When Mr. Mueller assembled his team, he surrounded himself with subject-matter experts and trusted former colleagues. As the team filled out, Republican allies of Mr. Trump noted that some high-profile members had previously donated money to Democratic political candidates. In particular, Republicans have seized on donations by Andrew Weissmann, who served as F.B.I. general counsel under Mr. Mueller, as an example of bias. Mr. Weissmann is a career prosecutor but, while in private law practice, he donated thousands of dollars toward President Barack Obama’s election effort.
In his Sunday morning Twitter blasts, Mr. Trump also renewed his attacks on Mr. Comey and Mr. McCabe, who like Mr. Mueller are also longtime Republicans.
“Wow, watch Comey lie under oath to Senator G when asked ‘have you ever been an anonymous source…or known someone else to be an anonymous source…?’” Mr. Trump wrote. “He said strongly “never, no.” He lied as shown clearly on @foxandfriends.”
He went on to dismiss reports that Mr. McCabe kept detailed memos of his time as deputy F.B.I. director under Mr. Trump, just as Mr. Comey did. Mr. McCabe left those memos with the F.B.I., which means that Mr. Mueller’s team has access to them.
“Spent very little time with Andrew McCabe, but he never took notes when he was with me,” Mr. Trump wrote. “I don’t believe he made memos except to help his own agenda, probably at a later date. Same with lying James Comey. Can we call them Fake Memos?”

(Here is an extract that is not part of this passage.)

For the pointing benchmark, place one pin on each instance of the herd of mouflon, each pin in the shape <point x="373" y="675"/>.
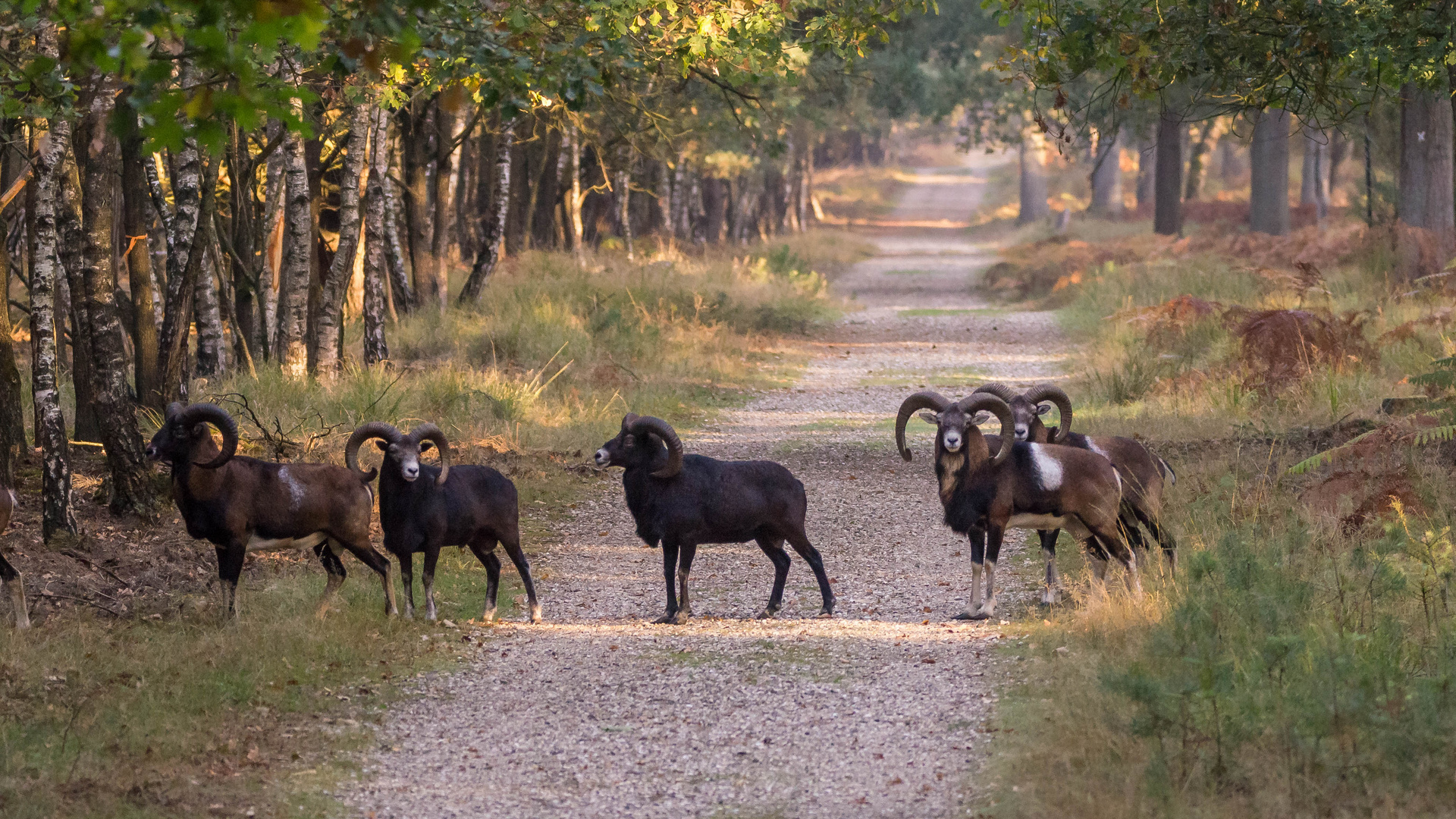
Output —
<point x="1103" y="490"/>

Mr. Trump, who admitted last week that he made up a claim in a meeting with Canada’s prime minister and is considered honest by only a third of the American people in polls, stayed this weekend at the White House, where he evidently is spending time watching Fox News and stewing about the investigation.
The Republican majority on the House Intelligence Committee has concluded that there was no systematic collusion between Russia and Mr. Trump’s campaign and shut down its investigation, a decision that the Democrats on the panel objected to. The Senate Intelligence Committee is still actively investigating even as Mr. Mueller’s team is.

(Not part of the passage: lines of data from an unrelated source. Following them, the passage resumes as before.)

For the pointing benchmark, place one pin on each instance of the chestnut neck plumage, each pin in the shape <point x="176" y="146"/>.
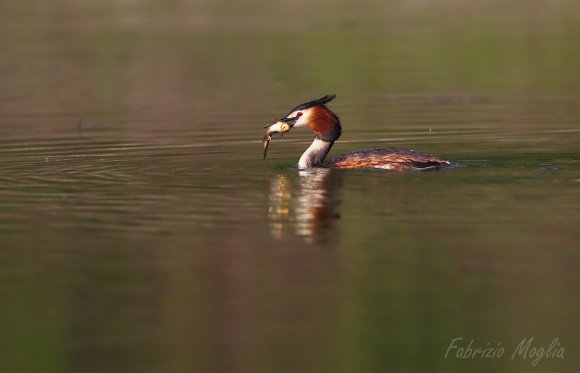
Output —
<point x="326" y="126"/>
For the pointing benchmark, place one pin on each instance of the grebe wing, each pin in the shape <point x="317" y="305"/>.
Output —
<point x="386" y="158"/>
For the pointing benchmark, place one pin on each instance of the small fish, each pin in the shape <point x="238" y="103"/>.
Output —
<point x="267" y="139"/>
<point x="277" y="127"/>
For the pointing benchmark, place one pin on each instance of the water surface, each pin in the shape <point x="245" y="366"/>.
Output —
<point x="142" y="231"/>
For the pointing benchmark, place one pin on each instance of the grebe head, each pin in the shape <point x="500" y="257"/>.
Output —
<point x="314" y="114"/>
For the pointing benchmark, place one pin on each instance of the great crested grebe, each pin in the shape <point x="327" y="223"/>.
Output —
<point x="326" y="127"/>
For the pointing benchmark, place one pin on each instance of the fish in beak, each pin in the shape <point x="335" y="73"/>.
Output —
<point x="280" y="126"/>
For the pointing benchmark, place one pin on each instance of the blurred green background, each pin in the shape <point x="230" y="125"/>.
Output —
<point x="140" y="230"/>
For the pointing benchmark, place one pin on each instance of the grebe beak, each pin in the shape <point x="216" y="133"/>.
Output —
<point x="279" y="126"/>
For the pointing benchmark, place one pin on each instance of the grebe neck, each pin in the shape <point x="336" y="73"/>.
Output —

Mr. Mueller has established that Russia tried to interfere in the election to benefit Mr. Trump and indicted three Russian organizations and 13 Russian individuals in the effort, although the indictment included no allegation that the president’s campaign was involved. Mr. Trump’s administration last week sanctioned those organizations and individuals.
Mr. Trump fired Mr. Comey last May, at first attributing the decision to the F.B.I. director’s handling of the investigation into Hillary Clinton’s private email server but later telling an interviewer that he had the Russia investigation in mind when he made the decision. Mr. McCabe, who backed Mr. Comey, was fired on Friday after being accused of not being candid with an inspector general about whether he authorized department officials to talk with reporters about the Clinton inquiry in 2016.
The president has repeatedly argued that Mr. McCabe was tainted because his wife ran for the Virginia State Senate as a Democrat in 2015 and received hundreds of thousands of dollars in campaign contributions from an organization controlled by Terry McAuliffe, then the governor and a longtime friend of Bill and Hillary Clinton. Jill McCabe lost the race, and Mr. Trump reportedly told Mr. McCabe that she was a “loser.”
Mr. McCabe has characterized his firing as an attempt to impede Mr. Mueller’s investigation, which beyond collusion is also focused on whether the president has attempted to obstruct justice by firing Mr. Comey. “This is part of an effort to discredit me as a witness,” Mr. McCabe said on Friday.